That came from one of my readers last week, commenting on my column. His name doesn’t matter because he didn’t give it anyway. Commenting under an alias is so much safer. I think he meant it as an insult, but maybe “Memphis Matt” is more insightful than that.

Maybe he thinks I’m going with the flow, siding with the winner. Or maybe not.

While many of us have been concentrating on the two old white men heading the two tickets for president, young people – more of them women than men – and people of color – more of them women than men – elected the first woman, and the first person of color, and the first Asian American, and the first Black as Vice President of the United States.

While many of us were busy checking our credentials on the left or right by the presence or absence of a mask, Memphians – more of them women than men – and people of color ­– more of them women than men – voted overwhelmingly for the Biden/Harris ticket.

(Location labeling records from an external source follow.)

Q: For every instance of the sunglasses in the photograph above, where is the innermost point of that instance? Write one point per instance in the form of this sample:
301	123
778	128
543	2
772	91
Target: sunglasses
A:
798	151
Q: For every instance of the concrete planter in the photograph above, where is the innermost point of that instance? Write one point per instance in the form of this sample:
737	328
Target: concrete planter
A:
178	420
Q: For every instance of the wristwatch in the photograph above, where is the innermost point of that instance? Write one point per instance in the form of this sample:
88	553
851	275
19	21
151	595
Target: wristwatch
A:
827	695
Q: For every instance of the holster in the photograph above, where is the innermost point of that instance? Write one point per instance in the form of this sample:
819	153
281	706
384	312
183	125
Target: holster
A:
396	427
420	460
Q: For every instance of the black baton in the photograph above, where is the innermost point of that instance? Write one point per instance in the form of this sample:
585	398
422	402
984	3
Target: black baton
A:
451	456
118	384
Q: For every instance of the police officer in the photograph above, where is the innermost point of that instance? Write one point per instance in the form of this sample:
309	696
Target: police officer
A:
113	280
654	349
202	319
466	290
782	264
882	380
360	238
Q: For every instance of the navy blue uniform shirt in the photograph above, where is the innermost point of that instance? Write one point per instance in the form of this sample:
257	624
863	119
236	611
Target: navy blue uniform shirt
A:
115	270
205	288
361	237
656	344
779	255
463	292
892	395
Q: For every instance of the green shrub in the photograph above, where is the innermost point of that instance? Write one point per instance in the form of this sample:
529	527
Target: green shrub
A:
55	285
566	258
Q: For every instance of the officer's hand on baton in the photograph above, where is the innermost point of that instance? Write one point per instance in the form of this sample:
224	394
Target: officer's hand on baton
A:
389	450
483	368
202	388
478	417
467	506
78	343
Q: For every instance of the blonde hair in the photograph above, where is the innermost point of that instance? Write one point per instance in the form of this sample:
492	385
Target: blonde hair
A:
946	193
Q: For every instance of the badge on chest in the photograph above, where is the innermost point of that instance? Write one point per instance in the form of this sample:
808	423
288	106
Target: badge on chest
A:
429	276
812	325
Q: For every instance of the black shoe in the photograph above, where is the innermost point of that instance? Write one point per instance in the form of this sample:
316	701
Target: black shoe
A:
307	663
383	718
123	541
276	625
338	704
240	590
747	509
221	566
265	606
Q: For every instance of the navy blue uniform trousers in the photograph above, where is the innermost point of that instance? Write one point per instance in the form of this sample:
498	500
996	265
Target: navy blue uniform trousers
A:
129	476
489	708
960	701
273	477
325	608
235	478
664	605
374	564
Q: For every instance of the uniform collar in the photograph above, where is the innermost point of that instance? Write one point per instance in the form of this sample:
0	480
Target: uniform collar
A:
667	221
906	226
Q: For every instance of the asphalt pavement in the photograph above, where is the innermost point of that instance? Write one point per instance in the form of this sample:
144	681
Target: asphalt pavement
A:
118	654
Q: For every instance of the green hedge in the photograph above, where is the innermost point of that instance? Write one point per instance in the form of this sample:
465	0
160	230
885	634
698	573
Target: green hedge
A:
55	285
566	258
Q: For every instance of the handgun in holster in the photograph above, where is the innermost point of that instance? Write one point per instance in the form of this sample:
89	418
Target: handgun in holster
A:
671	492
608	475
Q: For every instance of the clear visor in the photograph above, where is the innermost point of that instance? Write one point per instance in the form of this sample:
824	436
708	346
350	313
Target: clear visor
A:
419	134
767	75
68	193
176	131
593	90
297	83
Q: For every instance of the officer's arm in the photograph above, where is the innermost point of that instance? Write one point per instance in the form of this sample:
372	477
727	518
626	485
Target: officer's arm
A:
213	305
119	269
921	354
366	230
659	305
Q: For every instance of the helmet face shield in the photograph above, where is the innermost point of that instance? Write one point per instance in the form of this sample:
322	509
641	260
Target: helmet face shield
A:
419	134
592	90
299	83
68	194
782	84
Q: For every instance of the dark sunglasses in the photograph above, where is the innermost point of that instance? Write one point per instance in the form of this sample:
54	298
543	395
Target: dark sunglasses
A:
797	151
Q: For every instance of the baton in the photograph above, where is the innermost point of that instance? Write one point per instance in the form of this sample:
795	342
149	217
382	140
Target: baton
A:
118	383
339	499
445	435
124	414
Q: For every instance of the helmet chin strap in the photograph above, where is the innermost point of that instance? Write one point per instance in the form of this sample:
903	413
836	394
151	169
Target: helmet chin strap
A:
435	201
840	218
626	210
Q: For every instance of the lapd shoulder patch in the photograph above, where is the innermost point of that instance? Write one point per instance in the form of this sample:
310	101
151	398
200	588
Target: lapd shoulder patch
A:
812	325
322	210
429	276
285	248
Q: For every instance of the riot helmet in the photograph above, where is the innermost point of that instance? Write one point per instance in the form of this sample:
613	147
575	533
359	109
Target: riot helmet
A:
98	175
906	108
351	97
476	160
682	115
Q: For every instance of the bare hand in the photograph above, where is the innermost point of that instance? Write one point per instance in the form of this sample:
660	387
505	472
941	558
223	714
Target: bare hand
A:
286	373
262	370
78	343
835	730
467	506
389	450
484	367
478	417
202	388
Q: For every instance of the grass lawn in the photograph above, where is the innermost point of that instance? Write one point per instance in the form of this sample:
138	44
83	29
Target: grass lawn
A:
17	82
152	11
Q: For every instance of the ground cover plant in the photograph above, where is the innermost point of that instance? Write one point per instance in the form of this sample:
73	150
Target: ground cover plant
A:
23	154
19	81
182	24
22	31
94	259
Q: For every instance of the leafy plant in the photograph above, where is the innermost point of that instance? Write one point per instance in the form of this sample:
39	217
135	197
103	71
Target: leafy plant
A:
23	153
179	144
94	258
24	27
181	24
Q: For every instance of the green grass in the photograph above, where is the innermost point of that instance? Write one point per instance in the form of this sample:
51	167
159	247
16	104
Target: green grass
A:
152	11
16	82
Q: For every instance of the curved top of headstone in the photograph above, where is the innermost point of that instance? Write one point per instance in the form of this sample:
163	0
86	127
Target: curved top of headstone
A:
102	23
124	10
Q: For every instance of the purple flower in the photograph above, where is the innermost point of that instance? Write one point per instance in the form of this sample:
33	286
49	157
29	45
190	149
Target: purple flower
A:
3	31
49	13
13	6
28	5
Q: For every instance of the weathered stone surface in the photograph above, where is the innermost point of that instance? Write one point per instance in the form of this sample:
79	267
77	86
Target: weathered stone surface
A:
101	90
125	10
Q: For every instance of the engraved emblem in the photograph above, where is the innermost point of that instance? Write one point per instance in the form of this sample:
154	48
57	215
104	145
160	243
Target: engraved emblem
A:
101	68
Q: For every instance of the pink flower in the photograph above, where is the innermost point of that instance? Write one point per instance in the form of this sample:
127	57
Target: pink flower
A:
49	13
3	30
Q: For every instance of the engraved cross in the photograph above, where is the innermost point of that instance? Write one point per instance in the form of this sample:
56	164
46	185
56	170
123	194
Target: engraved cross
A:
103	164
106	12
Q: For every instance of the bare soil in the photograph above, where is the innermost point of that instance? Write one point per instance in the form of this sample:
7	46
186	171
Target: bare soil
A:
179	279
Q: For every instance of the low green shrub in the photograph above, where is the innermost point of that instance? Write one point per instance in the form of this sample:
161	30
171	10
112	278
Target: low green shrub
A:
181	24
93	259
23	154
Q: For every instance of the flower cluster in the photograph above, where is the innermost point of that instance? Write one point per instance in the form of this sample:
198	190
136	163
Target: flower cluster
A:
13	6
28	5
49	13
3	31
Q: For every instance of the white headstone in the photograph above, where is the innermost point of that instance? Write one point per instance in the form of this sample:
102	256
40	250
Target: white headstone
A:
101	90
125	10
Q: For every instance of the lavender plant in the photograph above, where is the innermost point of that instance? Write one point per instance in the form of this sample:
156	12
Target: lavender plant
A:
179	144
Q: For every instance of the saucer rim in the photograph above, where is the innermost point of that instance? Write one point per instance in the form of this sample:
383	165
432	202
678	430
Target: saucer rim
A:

While many of us cling to old stereotyping of strong macho men and adoring dependent women – to John Wayne and whoever he’s saving – the majority of people out there doing the voting have barely heard of John Wayne if at all, and all of us have become increasingly dependent on their vote.

They are women, not chicks, and anyone who doesn’t realize that is becoming increasingly and rapidly irrelevant.

In the last few national elections, about 4% more women than men voted overall. In the Black community, it’s running about 10% more women than men. Among Hispanics, it’s about 5% more.

They are Democrats and Republicans, but they are not lockstep along party lines. The majority of women are for preserving the Affordable Care Act and responsible gun control and against the repeal of Roe v. Wade. They are against discrimination, and not just racial but also LGBTQ Americans. After all, women are victims of discrimination themselves.

They don’t like being grabbed. Anywhere. Or demeaned and ignored. Anytime.

A recent article in Smithsonian magazine traced the beginning of the “gender gap” in voting to the 1980 election of Ronald Reagan. As Reagan moved the Republican Party to a firm stand against abortion and for the traditional family, Democrats moved to more pro-equality stances favored by the women’s and civil rights movements. Tickets have been splitting and more women have been coming out to vote along those lines ever since.

In this election, it looks like men voted about 50-50 Democrat and Republican. Women voted 53% Democratic and 46% Republican.

3,444 women ran for state office this year across the country. That’s a new record, breaking the one set in 2018. Both records were set since the 2016 election, and since millions upon millions of women demonstrated for their dignity and worth the day after that election.

Tennessee ranks 48th or 49th in the number of women serving in our state legislature, running at about 15%. If you think it’s too much of a reach for women to change the good ole boys club in Nashville, I have somebody you can call.

Ask Stacey Abrams what she’s doing in Georgia.

I’m a Memphian, and a man, and I know who’s getting it done.